Retrait russe de Syrie en mars 2016.
Il est tentant de faire un parallèle avec le retrait soviétique d’Afghanistan. Il y a pourtant des différences essentielles.
- La Russie n’a pas subi de perte matérielle à l’exception d’un Sukhoï-24.
- Il n’y a pas d’opposition des Russes contre cette opération militaire présentée comme préventive contre les terroristes.
- Un retour en Syrie en quelques jours est possible en cas de nécessité.
- Il n’y a pas de force terrestre d’occupation à retirer. Une partie des forces spéciales restera sans doute sur le terrain.
- La Russie a de solides alliés : Iraniens, chiites irakiens, Hezbollah, Kurdes etc.
- La Russie a avec John Kerry un partenaire intéressé par la fin de la guerre en Syrie.

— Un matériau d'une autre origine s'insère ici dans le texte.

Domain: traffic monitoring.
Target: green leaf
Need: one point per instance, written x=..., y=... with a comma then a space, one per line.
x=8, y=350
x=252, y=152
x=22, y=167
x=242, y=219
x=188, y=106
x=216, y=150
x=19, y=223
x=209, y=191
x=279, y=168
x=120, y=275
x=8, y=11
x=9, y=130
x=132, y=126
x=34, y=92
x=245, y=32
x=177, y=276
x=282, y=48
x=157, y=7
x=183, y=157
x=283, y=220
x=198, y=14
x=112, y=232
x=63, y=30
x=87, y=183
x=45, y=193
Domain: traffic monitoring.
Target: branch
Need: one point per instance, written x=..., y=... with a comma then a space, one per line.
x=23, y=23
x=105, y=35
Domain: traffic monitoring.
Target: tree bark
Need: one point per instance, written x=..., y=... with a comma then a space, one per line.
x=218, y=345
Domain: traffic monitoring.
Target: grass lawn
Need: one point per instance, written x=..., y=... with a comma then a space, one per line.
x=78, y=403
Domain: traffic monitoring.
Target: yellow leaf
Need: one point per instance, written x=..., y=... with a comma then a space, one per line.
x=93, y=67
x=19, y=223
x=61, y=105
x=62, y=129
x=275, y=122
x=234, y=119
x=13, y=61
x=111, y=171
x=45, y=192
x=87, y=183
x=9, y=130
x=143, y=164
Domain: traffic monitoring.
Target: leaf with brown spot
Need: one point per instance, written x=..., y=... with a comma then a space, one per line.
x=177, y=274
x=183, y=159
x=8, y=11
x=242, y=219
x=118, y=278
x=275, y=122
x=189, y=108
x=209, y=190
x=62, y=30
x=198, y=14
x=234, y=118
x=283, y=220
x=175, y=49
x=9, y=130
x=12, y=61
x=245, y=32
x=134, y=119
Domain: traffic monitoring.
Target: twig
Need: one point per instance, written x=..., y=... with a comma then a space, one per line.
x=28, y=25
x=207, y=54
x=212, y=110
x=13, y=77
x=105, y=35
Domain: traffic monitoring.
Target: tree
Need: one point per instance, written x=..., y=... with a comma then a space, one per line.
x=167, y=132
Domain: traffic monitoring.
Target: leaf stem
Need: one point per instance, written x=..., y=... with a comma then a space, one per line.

- Vladimir Poutine n’a aucune raison d’interrompre son aide militaire au gouvernement syrien.
- Ce sera à évaluer lors d’élections mais il semble que le président Bachar al-Assad garde l’appui de la majorité des Syriens et son armée, même affaiblie en personnel humain, n’est pas sur le point de s’effondrer.
Nous verrons dans quelques jours ou dans quelques semaines quelle est l’ampleur du retrait russe et si l’aviation russe va continuer à bombarder l’État islamique pour aider l’AAS à reprendre Palmyre et sans doute Deir ez-Zor.
Les résultats.
Le premier résultat est que le gouvernement syrien est renforcé. Une offensive islamiste lancée depuis la Turquie à partir de juillet 2015 avait menacé la côte syrienne et la province de Lattaquié. Cette menace n’existe plus à présent.
Sur le plan militaire, de larges zones à la périphérie des grandes villes sont sécurisées et il y a de nombreuses poches rebelles isolées.
Le trafic de pétrole et les couloirs de ravitaillement de l'Etat islamique sont coupé et cela leur crée des problèmes financiers.
La Russie a à présent une base aérienne au Moyen-Orient. Il faudra maintenant voir si elle sera permanente. Elle pourra aussi sans doute développer la base navale de Tartous dans un deuxième temps.
Base de Hmeimim.
Les négociations de paix sont relancées dans une position de force pour le gouvernement syrien. On ne peut pas anticiper les résultats des négociations mais dans l’état actuel de la situation, la Syrie ne va pas céder grand-chose.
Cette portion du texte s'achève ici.